In older age, frailty is a detrimental transitional status of the aging process featuring an increased susceptibility to stressors defined by a clinical reduction of homoeostatic reserves. Multidimensional frailty phenotypes have been associated with all-cause dementia, mild cognitive impairment (MCI), Alzheimer's disease (AD), AD neuropathology, vascular dementia, and non-AD dementias. In the present article, we reviewed current evidence on the existing links among depressive and biopsychosocial frailty phenotypes and late-life cognitive disorders, also examining common pathways and mechanisms underlying these links. The depressive frailty phenotype suggested by the construct of late-life depression (LLD) plus physical frailty is poorly operationalized. The biopsychosocial frailty phenotype, with its coexistent biological/physical and psychosocial dimensions, defines a biological aging status and includes motivational, emotional, and socioeconomic domains. Shared biological pathways/substrates among depressive and biopsychosocial frailty phenotypes and late-life cognitive disorders are hypothesized to be inflammatory and cardiometabolic processes, together with multimorbidity, loneliness, mitochondrial dysfunction, dopaminergic neurotransmission, specific personality traits, lack of subjective/objective social support, and neuroendocrine dysregulation. The cognitive frailty phenotype, combining frailty and cognitive impairment, may be a risk factor for LLD and vice versa, and a construct of depressive frailty linking physical frailty and LLD may be a good dementia predictor. Frailty assessment may enable clinicians to better target the pharmacological and psychological treatment of LLD. Given the epidemiological links of biopsychosocial frailty with dementia and MCI, multidomain interventions might contribute to delay the onset of late-life cognitive disorders and other adverse health-related outcomes, such as institutionalization, more frequent hospitalization, disability, and mortality.
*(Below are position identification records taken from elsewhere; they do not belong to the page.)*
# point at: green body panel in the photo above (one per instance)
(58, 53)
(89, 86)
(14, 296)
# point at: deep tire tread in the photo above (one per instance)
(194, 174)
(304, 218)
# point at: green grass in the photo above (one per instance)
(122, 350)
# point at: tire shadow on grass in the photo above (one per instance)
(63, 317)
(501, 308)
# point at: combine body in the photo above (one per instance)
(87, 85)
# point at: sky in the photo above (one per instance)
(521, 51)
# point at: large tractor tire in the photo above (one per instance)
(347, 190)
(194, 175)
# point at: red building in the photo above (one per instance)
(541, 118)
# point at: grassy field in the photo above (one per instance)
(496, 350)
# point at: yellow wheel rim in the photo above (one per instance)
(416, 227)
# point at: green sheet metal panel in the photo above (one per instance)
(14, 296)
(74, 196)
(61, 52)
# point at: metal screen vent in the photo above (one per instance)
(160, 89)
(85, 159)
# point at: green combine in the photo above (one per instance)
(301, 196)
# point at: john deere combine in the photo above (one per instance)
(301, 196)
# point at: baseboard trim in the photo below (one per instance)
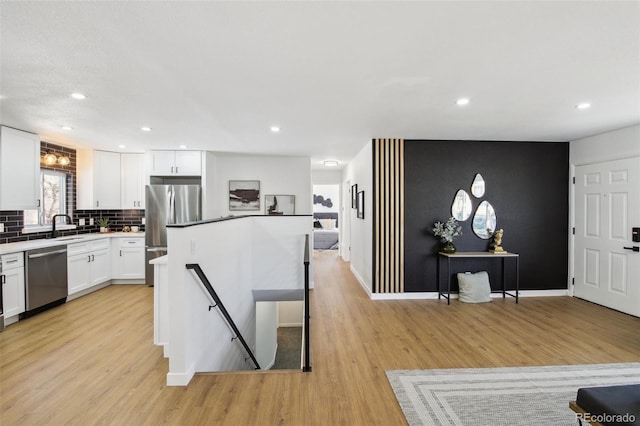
(181, 379)
(360, 280)
(434, 295)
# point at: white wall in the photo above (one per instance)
(614, 145)
(266, 333)
(238, 256)
(326, 177)
(290, 313)
(360, 172)
(278, 175)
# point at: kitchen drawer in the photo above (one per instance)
(78, 248)
(13, 260)
(102, 243)
(131, 242)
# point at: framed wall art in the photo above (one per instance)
(280, 204)
(354, 196)
(361, 204)
(244, 195)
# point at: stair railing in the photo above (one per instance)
(307, 344)
(218, 304)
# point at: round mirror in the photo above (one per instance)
(461, 207)
(484, 220)
(477, 187)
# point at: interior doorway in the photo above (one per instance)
(326, 217)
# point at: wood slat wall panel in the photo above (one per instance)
(389, 216)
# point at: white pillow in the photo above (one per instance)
(328, 223)
(474, 288)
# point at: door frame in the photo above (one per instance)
(572, 211)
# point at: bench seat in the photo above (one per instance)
(610, 400)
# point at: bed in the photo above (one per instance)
(325, 231)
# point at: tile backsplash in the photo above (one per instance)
(118, 219)
(14, 220)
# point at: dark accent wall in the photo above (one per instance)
(14, 219)
(526, 182)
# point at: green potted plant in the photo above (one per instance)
(447, 232)
(104, 224)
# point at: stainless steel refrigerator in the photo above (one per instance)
(165, 205)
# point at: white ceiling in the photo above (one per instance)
(332, 75)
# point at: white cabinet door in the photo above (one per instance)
(78, 272)
(13, 292)
(188, 163)
(176, 163)
(19, 169)
(100, 267)
(132, 263)
(107, 180)
(132, 174)
(163, 163)
(98, 180)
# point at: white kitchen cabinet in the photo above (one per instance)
(98, 180)
(88, 264)
(175, 163)
(132, 181)
(19, 169)
(128, 258)
(12, 279)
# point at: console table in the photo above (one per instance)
(475, 255)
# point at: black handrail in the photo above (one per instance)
(307, 360)
(205, 281)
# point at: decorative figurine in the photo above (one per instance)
(497, 242)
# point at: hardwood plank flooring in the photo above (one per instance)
(92, 360)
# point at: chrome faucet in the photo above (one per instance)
(53, 223)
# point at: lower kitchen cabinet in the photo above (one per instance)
(128, 258)
(88, 264)
(12, 278)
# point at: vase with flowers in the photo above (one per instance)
(447, 231)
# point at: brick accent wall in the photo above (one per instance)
(118, 219)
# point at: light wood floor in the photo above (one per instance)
(92, 361)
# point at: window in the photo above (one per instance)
(53, 199)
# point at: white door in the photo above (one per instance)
(607, 207)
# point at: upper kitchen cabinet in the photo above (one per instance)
(132, 175)
(175, 163)
(98, 179)
(19, 169)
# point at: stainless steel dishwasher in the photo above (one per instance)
(46, 278)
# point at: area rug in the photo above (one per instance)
(501, 396)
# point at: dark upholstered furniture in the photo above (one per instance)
(609, 405)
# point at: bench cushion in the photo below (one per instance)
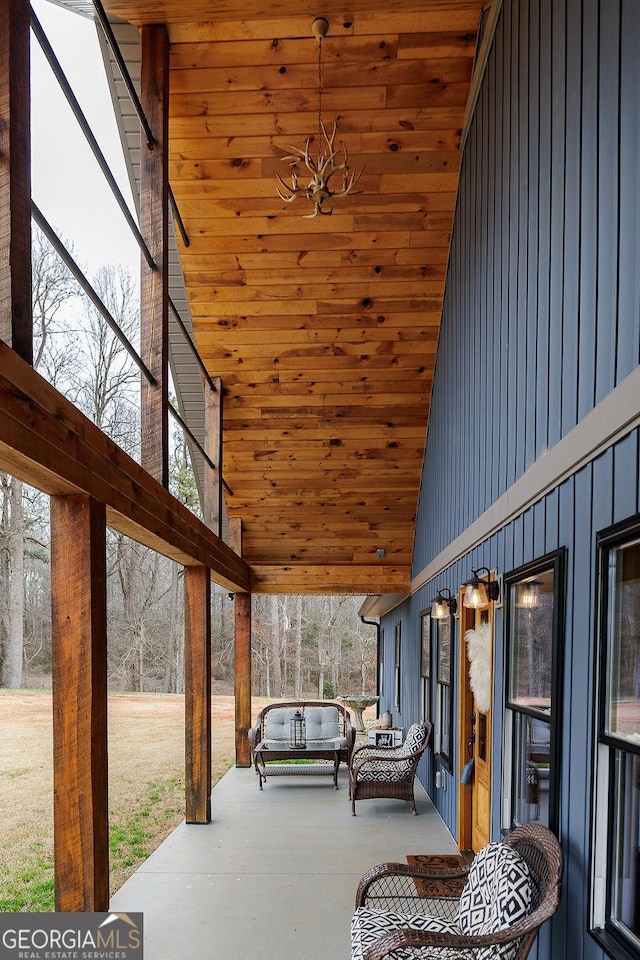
(322, 723)
(278, 723)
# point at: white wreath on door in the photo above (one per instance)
(479, 653)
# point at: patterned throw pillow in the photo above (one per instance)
(497, 894)
(367, 926)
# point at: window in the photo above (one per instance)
(616, 879)
(425, 664)
(396, 669)
(534, 598)
(443, 727)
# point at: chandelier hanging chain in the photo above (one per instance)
(320, 79)
(323, 168)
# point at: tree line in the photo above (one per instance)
(302, 646)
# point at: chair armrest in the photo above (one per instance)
(464, 945)
(368, 750)
(409, 888)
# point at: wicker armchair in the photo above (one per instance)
(392, 896)
(388, 772)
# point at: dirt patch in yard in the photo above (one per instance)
(146, 784)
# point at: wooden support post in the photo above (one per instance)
(213, 500)
(16, 325)
(197, 684)
(243, 678)
(154, 219)
(79, 650)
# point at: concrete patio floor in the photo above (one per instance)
(274, 875)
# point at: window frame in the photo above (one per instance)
(610, 752)
(444, 694)
(556, 563)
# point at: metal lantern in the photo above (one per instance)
(297, 731)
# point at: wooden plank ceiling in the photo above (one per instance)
(323, 330)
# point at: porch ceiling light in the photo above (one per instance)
(480, 591)
(328, 161)
(528, 595)
(444, 605)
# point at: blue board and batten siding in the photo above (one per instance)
(541, 321)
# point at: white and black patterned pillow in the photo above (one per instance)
(367, 926)
(497, 894)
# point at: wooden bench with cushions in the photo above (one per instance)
(324, 721)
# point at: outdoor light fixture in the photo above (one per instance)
(327, 161)
(444, 605)
(297, 731)
(479, 591)
(528, 595)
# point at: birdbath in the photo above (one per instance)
(358, 704)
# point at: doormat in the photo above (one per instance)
(440, 861)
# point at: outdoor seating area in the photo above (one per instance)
(266, 861)
(510, 889)
(249, 882)
(318, 723)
在老年时期,衰弱是衰老过程中的一种不利过渡状态,其特征是对由体内稳态储备减少定义的应激源的易感性增加。多维衰弱表型与全因痴呆、轻度认知障碍(MCI)、阿尔茨海默病(AD)、AD 神经病理学、血管性痴呆和非 AD 痴呆有关。在本文中,我们回顾了目前关于抑郁和生物心理社会衰弱表型与晚年认知障碍之间现有联系的证据,同时也检查了这些联系背后的常见途径和机制。由晚年抑郁症(LLD)加上身体衰弱构建的抑郁衰弱表型操作性较差。生物心理社会衰弱表型,其共存的生物学/身体和心理社会维度,定义了一种生物学衰老状态,并包括动机、情感和社会经济领域。假设抑郁和生物心理社会衰弱表型与晚年认知障碍之间存在共同的生物学途径/底物,包括炎症和心脏代谢过程,以及多种合并症、孤独、线粒体功能障碍、多巴胺能神经传递、特定的人格特质、缺乏主观/客观社会支持以及神经内分泌失调。将衰弱和认知障碍结合起来的认知衰弱表型可能是 LLD 的一个危险因素,反之亦然,将身体衰弱和 LLD 联系起来的抑郁衰弱构念可能是痴呆的一个很好的预测指标。衰弱评估可以使临床医生更好地针对 LLD 的药物和心理治疗。鉴于生物心理社会衰弱与痴呆和 MCI 的流行病学联系,多领域干预可能有助于延缓晚年认知障碍和其他与健康相关的不良后果(如住院、残疾和死亡)的发生。